This report analyzes the factors influencing home prices in California and compares home prices across four states: California, New York, New Jersey, and Pennsylvania. The data comes from the “HomesForSale” dataset, sourced from Lock5Stat (https://www.lock5stat.com/datapage3e.html). This dataset consists of 120 observations across 5 variables.
The following questions that will be analyzed in this report are given to us in the directions for project #3:
Use the data only for California. How much does the size of a home influence its price?
Use the data only for California. How does the number of bedrooms of a home influence its price?
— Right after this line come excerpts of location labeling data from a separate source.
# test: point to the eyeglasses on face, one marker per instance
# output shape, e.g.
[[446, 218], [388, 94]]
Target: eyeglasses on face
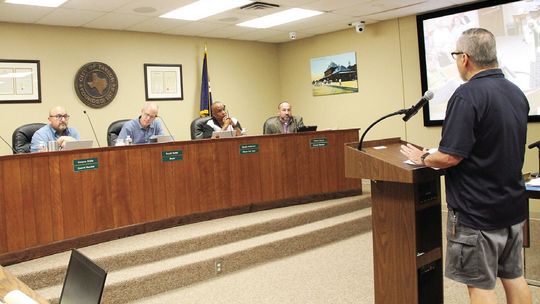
[[455, 54], [151, 117], [59, 117]]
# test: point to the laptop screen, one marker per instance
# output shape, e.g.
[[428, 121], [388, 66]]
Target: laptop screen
[[84, 281], [307, 128]]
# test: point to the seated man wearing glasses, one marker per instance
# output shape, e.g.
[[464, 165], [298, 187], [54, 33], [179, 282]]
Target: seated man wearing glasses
[[142, 128], [57, 130]]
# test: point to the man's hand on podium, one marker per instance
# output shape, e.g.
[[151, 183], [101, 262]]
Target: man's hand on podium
[[415, 155]]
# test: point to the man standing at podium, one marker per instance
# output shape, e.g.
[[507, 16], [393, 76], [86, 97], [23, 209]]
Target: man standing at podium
[[482, 149]]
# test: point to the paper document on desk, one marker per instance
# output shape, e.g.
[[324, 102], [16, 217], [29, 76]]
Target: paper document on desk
[[18, 297], [431, 151]]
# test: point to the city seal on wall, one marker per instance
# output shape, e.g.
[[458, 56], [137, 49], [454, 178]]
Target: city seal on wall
[[96, 84]]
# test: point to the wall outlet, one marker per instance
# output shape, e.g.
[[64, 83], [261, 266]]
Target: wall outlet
[[219, 266]]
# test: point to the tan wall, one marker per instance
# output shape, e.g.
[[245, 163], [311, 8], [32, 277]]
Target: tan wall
[[388, 79], [251, 77], [243, 76]]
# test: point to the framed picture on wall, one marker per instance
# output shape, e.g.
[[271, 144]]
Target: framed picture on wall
[[334, 74], [19, 81], [163, 81]]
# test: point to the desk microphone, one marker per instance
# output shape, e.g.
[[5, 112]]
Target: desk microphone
[[414, 109], [163, 120], [92, 126], [14, 152]]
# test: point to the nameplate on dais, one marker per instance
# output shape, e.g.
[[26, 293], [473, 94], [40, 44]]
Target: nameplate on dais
[[85, 164]]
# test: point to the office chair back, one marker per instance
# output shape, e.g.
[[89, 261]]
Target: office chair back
[[22, 137], [84, 281], [113, 131], [266, 123], [199, 129]]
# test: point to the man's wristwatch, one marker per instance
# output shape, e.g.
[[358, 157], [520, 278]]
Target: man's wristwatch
[[423, 157]]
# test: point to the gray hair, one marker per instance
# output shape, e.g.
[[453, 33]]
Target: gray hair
[[479, 45]]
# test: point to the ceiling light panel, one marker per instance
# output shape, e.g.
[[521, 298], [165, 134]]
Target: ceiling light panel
[[283, 17], [204, 8], [47, 3]]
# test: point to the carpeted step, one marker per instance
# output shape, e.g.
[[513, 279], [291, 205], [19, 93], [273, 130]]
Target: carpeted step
[[149, 279], [185, 240]]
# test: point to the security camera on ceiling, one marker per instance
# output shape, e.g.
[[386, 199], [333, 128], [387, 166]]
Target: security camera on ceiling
[[359, 26], [292, 35]]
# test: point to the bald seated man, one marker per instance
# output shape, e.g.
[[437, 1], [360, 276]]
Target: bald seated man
[[56, 130], [284, 122], [142, 128]]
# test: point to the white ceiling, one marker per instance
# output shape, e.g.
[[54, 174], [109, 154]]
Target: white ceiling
[[124, 15]]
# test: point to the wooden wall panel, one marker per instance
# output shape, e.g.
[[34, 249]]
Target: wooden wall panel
[[120, 190], [28, 205], [41, 196], [56, 197], [14, 205], [3, 196]]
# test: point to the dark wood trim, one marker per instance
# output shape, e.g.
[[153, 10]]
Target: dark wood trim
[[113, 234]]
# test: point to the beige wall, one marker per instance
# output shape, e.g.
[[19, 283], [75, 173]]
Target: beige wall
[[244, 76], [388, 79], [251, 77]]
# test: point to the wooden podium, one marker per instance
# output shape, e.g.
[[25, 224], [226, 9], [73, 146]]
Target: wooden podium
[[406, 215]]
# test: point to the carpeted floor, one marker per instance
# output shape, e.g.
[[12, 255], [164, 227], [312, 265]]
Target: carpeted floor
[[339, 273]]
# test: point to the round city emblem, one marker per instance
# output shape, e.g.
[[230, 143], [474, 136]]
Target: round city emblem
[[96, 84]]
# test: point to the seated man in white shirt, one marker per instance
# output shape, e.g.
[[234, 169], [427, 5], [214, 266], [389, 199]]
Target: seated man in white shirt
[[57, 130]]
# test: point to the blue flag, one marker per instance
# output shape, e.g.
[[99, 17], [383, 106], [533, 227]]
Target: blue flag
[[206, 92]]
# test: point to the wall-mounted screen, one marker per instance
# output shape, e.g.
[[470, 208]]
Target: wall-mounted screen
[[516, 26]]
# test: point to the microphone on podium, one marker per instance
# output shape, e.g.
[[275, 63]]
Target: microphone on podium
[[163, 120], [420, 104], [428, 95], [14, 152], [92, 126]]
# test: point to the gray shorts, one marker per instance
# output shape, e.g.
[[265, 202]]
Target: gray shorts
[[477, 257]]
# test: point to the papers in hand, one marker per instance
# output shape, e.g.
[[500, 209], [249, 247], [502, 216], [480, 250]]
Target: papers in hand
[[431, 151]]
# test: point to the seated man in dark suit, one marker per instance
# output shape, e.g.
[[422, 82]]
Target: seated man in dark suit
[[221, 121], [285, 122]]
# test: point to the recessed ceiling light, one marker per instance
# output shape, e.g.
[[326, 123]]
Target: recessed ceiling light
[[283, 17], [144, 9], [203, 8], [47, 3]]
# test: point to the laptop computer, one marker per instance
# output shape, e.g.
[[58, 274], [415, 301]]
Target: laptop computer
[[84, 281], [78, 144], [307, 128], [223, 134]]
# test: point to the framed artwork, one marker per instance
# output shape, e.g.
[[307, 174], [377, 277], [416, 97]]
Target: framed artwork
[[19, 81], [335, 74], [163, 82]]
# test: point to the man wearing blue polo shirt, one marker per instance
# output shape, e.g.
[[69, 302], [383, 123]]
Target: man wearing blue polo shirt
[[57, 130], [482, 149]]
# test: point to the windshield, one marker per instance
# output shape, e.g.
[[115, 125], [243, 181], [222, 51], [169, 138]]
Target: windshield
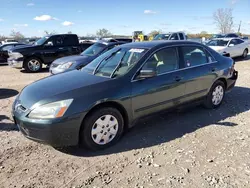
[[115, 62], [217, 43], [94, 49], [41, 41], [162, 37]]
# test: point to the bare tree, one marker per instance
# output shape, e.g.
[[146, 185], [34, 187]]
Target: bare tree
[[17, 35], [103, 33], [224, 20], [49, 33], [154, 33]]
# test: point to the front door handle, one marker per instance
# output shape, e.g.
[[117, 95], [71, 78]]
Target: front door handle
[[178, 78]]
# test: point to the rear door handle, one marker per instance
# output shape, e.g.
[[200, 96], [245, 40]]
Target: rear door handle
[[178, 78]]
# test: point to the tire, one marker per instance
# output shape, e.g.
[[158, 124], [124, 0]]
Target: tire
[[33, 64], [215, 96], [94, 136], [245, 52]]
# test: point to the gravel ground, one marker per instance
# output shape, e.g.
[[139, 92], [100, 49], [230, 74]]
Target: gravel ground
[[189, 148]]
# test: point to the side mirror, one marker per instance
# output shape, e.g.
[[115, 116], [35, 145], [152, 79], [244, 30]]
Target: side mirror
[[49, 44], [147, 73]]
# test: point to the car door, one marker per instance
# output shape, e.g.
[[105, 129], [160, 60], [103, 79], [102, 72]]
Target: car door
[[200, 70], [162, 91]]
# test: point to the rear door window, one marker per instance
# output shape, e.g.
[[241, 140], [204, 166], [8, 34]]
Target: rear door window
[[194, 56], [69, 40], [163, 61], [239, 41]]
Use the data only for California. How does the number of bathrooms of a home influence its price?
Use the data only for California. How do the size, the number of bedrooms, and the number of bathrooms of a home jointly influence its price?
Are there significant differences in home prices among the four states (CA, NY, NJ, PA)? This will help you determine if the state in which a home is located has a significant impact on its price. All data should be used.
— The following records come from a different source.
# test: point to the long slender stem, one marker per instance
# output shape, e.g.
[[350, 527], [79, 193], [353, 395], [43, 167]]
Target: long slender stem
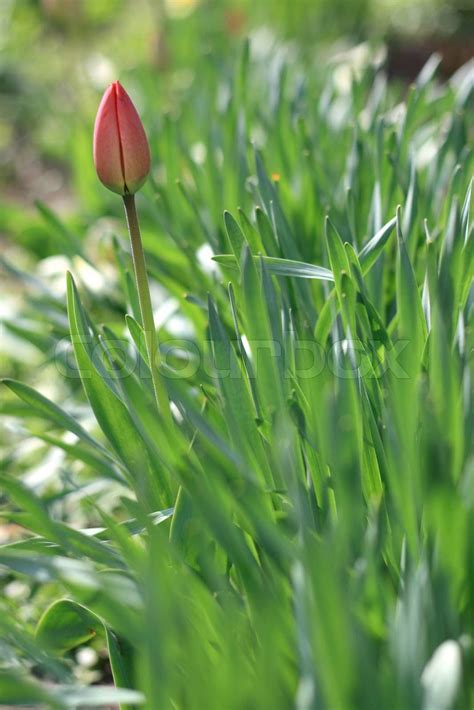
[[146, 310]]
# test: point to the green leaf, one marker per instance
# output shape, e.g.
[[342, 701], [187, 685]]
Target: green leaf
[[65, 625], [282, 267]]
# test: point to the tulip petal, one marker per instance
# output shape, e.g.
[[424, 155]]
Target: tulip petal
[[133, 140], [107, 156]]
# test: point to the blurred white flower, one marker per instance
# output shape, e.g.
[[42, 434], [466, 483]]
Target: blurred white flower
[[100, 71], [441, 677]]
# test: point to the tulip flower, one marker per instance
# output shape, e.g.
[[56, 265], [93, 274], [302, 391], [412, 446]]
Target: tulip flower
[[122, 161], [121, 152]]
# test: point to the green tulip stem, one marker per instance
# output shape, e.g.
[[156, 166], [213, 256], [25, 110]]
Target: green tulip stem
[[148, 323]]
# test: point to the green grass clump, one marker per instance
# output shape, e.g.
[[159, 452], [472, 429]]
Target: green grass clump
[[302, 534]]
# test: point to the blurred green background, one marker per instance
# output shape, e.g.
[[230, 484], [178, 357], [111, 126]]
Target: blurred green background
[[57, 56]]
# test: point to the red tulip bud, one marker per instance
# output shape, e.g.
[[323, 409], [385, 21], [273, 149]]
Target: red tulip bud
[[121, 152]]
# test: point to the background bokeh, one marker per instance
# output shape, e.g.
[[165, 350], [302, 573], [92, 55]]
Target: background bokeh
[[56, 57]]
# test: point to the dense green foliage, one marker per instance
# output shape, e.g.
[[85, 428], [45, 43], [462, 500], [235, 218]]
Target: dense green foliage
[[301, 534]]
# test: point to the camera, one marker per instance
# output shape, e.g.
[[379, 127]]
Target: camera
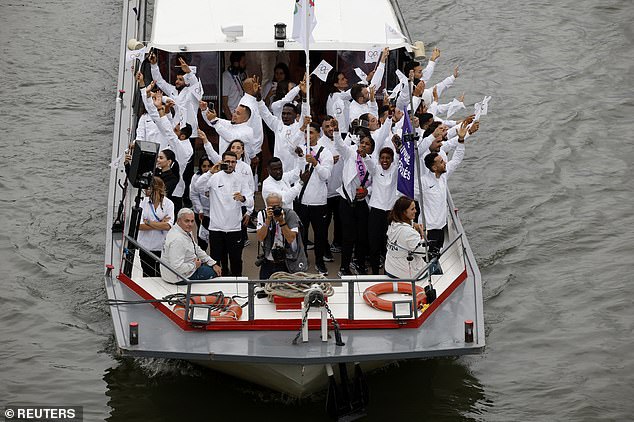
[[145, 180], [278, 254]]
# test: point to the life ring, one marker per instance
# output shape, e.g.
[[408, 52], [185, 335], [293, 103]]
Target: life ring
[[232, 311], [372, 293]]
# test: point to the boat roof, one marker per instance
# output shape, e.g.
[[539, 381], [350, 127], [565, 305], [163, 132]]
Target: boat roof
[[195, 25]]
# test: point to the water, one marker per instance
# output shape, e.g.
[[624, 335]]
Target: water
[[545, 194]]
By sequentially analyzing these questions, this report aims to reveal the factors that significantly influence home prices in California and identify price differences among states, highlighting both significant and non-significant relationships through analysis.
Lock5’s Dataset Documentation for the third edition of “Statistics: Unlocking the Power of Data, 3rd Edition” gives the following information for the dataset:
“A data frame with 120 observations on the following 5 variables.
State - Location of the home (CA, NJ, NY, or PA)
Price - Asking price (in $1,000’s)
Size - Area of all rooms (in sq. ft.)
Beds - Number of bedrooms
Baths - Number of bathrooms”
We are also given this information: “Data for samples of homes for sale in each state, selected from zillow.com. Source: Data collected from www.zillow.com in 2019.”
##
## Call:
## lm(formula = Price ~ Size, data = ca_data)
##
## Residuals:
## Min 1Q Median 3Q Max
## -462.55 -139.69 39.24 147.65 352.21
##
## Coefficients:
## Estimate Std. Error t value Pr(>|t|)
## (Intercept) -56.81675 154.68102 -0.367 0.716145
## Size 0.33919 0.08558 3.963 0.000463 ***
## ---
## Signif. codes: 0 '***' 0.001 '**' 0.01 '*' 0.05 '.' 0.1 ' ' 1
##
## Residual standard error: 219.3 on 28 degrees of freedom
## Multiple R-squared: 0.3594, Adjusted R-squared: 0.3365
## F-statistic: 15.71 on 1 and 28 DF, p-value: 0.0004634
The regression model reveals a statistically significant relationship between the size of a home and its price in California (p = 0.0004634). The slope coefficient (β = 0.33919) suggests that for every additional square foot of home size, the price increases by approximately $339.19.The residual Standard Error (219.3) indicates that the average difference between observed and predicted values (values from the regression line) is $219,300. The model explains 35.94% of the variance in home prices (R-squared = 0.3594).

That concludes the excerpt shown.